Larry Dozier knew the moment he saw the stack of metal plates that he found something special in the shed of his new Leonardtown home.
Laying flat among the dust and cobwebs were about a dozen sheets of aluminum, printed with pages of The Enterprise newspaper. What made them special, he said, was that they dated from the mid-1960s, less than a decade before he had begun his own career in the world of newspapers.
“I stumbled upon them,” he said in a recent interview at his house.
The plates were common practice for printing back in the day.
“There’s a lot of changes over the years,” he said.
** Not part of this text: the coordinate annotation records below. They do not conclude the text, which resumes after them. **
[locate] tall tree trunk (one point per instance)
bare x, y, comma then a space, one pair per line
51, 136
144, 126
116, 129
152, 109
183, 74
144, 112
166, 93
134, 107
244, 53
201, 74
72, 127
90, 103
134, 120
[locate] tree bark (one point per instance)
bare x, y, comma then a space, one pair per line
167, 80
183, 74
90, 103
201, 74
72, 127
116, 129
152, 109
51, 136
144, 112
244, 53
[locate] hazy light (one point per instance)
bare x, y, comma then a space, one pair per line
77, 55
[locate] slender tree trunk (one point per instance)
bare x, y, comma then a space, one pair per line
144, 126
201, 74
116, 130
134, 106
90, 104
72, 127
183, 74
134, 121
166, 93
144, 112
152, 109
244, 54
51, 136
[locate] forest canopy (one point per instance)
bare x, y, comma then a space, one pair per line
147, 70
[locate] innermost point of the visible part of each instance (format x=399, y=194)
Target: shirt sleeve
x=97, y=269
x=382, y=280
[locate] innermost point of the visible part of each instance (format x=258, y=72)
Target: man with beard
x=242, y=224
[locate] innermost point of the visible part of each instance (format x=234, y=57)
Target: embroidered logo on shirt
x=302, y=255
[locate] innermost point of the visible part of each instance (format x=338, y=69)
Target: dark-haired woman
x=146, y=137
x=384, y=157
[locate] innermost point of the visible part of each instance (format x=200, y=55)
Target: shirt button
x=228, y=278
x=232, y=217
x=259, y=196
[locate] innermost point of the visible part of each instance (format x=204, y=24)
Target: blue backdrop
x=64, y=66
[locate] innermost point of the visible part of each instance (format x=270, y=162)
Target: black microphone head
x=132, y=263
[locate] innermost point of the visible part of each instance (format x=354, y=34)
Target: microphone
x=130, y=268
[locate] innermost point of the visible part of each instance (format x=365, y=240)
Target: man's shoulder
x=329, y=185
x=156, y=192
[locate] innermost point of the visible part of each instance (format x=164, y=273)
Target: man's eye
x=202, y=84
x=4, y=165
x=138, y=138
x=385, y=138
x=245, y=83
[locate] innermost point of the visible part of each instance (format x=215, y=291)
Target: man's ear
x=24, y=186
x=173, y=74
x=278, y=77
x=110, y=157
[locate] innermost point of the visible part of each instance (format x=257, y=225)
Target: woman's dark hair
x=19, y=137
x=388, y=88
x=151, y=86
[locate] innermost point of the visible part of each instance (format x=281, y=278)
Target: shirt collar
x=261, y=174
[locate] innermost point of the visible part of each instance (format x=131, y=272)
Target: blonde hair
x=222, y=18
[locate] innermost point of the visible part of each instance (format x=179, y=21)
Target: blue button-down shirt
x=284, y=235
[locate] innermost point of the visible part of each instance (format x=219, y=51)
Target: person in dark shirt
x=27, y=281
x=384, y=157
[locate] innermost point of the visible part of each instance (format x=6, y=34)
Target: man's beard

Dozier spent most of his adult life in Rhode Island, working first for the University of Rhode Island student newspaper as a typesetter — “durable composing is what it was called” — and later as production manager for several papers in that area.
During that time, around the early 1980s, Dozier became a commercial phototypesetter.
“That’s where I learned the art of typography,” he said.
Several years later, around 1986, desktop publishing began to usurp the rule of commercial printers’ composition work.
The words of a story — called copy — were cut out and pasted onto boards, which were then photographed. A sheet of aluminum covered with photosensitive emulsion was then exposed through a negative of the page photo, creating a life-size image of the page on the metal. That plate was then used in the newspaper printing process.
Nowadays, much of the work, of course, is done on computers. Pages are laid out in programs like Adobe InDesign or Quark Express, converted into PDFs and then sent digitally to printing presses where multiple color plates are made to print the newspaper.
While metal printing plates are still used, they go through a much different process now, according to Scott Workman, the regional director of production for APG Media of Chesapeake, which owns Southern Maryland News.
“We use a thermal plate,” Workman, who has been in the printing industry for 33 years, said. “There’s really no [developer] processing. … Now, everything is digital and that image goes right to the plate with a laser.”
Other than the prepress end, though, printing newspapers is still a lot like it was decades ago.
“It’s changed a lot, but it’s not changed that much on that end,” Workman said of printing.
Leonardtown resident Rick Boyd started writing at The Enterprise in 1976 when the paper’s office was on Three Notch Road in Lexington Park, next to a bowling alley.
“The press was there as well,” Boyd, who retired from the paper a couple of years ago after a decades-long stint as the editor, said in a recent interview.
By the time he arrived, the editorial department was using “computer tape” to print stories on paper before cutting it and using a “waxer” to paste onto boards, which would then be photographed. The staff would have to stay late on production nights to help with the tedious cutting and pasting jobs.
“It was nice having the press there,” Boyd said, adding that there would be a loud rumble throughout the building whenever it fired up.
Not long later, Compugraphic computers eliminated the need for the punch-hole typist, and by the mid-1980s the paper had moved on to full desktop publishing, using two $40,000 machines. Editors would use a joystick to toggle where copy should flow during the layout process. The machines had to be kept cool in air conditioning, and a long series of programing had to be typed for each edition.
The next decade brought personal computers for writers to use, and technology has continued to streamline the process ever since.
In addition to Dozier’s time as production manager at the Jamestown Press in Rhode Island, where one of his main responsibilities was creating the display ads, he also worked for the Black Island Press, where papers had to be ferried to and from the island.
The Air Force veteran ended up working for four decades in the industry. This summer, amid the coronavirus pandemic, he chose to move to St. Mary’s County, searching for a slower-paced lifestyle with farmland vistas.
He purchased a rambler just north of Leonardtown last summer, and has been working on home improvement projects since.
Of Dozier’s luck finding the plates — which he donated to Southern Maryland News — as a former newsman, he shrugged it off as “an interesting coincidence.” Dozier speculated, based on some of the staple and nail holes in the plates, that someone may have once used them as roof flashing on a building at some point.
Regardless, the plates offered a neat snapshot of the past, highlighting old movie ads, awards given to local athletes, contentious county news and much more from a bygone era.
“It’s an old blast from the past,” he said.